Nitrogen/sulphur doped cobalt and cobalt zirconium mixed nanoparticles were synthesised by coprecipitation/wet impregnation methods. X-ray diffraction and X-ray fluorescence spectroscopic studies reveal the formation of monophasic cubic spinel structure with expected stoichiometries. Average crystallite sizes vary in the range of 17–26 nm. X-ray photoelectron and energy dispersive X-ray spectroscopic studies indicate the successful incorporation of non-metal elements into the ferrite lattice. Fourier-Transform infrared and Raman spectroscopic studies confirm the presence of stable cubic spinel ferrite structure of cobalt ferrite after doping.
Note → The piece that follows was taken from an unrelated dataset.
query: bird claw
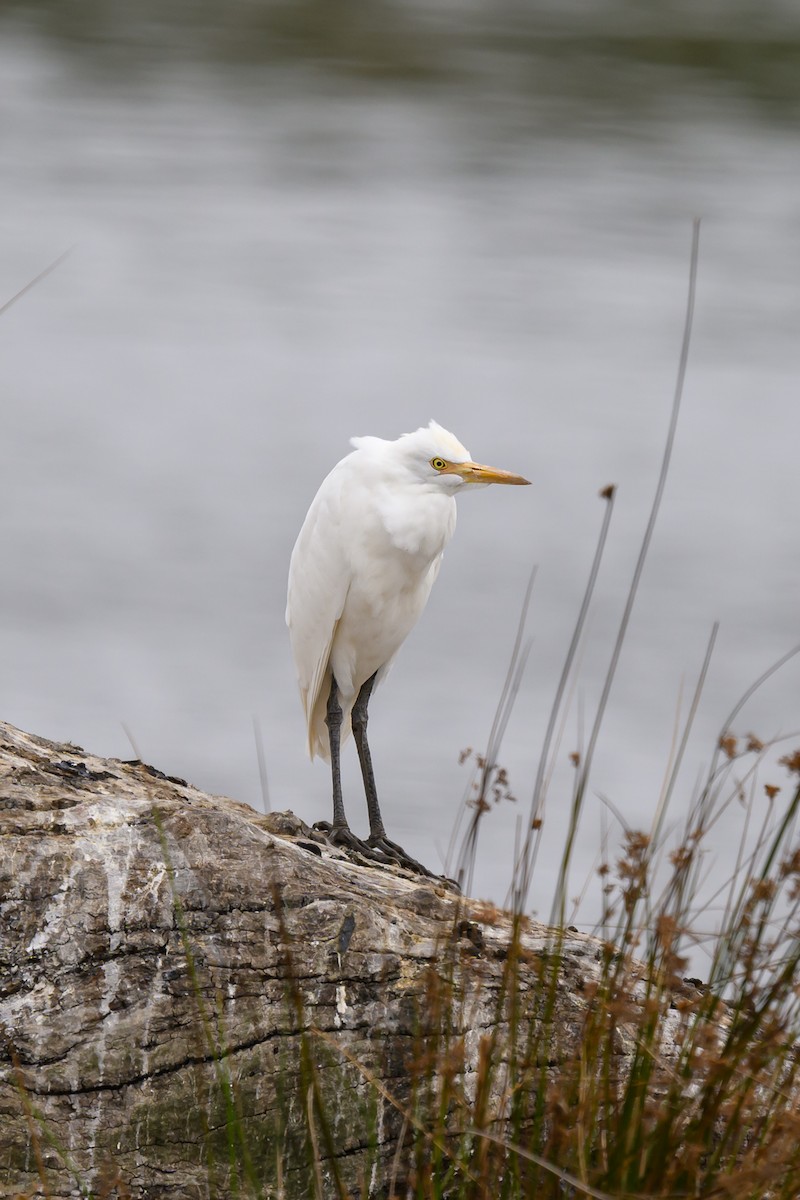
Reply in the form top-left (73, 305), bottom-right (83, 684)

Evidences point towards the insertion of sulphur and nitrogen as cations, contrary to other metal oxides like titania. Thermal stability studies prove that ferrite formation is a continuous process producing stable crystalline spinel nanoparticles around 700 °C. Magnetic measurements at room temperature indicate decrease in saturation magnetisation with doping whereas coercivity increases with reduction in the particle size. DC resistivity measurements in the range of 30–400 °C show decrease in resistivity with increase in temperature, indicating semiconducting behaviour. The results of microstructural, magnetic and dielectric properties suggest that the prepared nanoparticles are suitable for catalysis, adsorption recycle, high frequency devices, inductors and biomedical applications.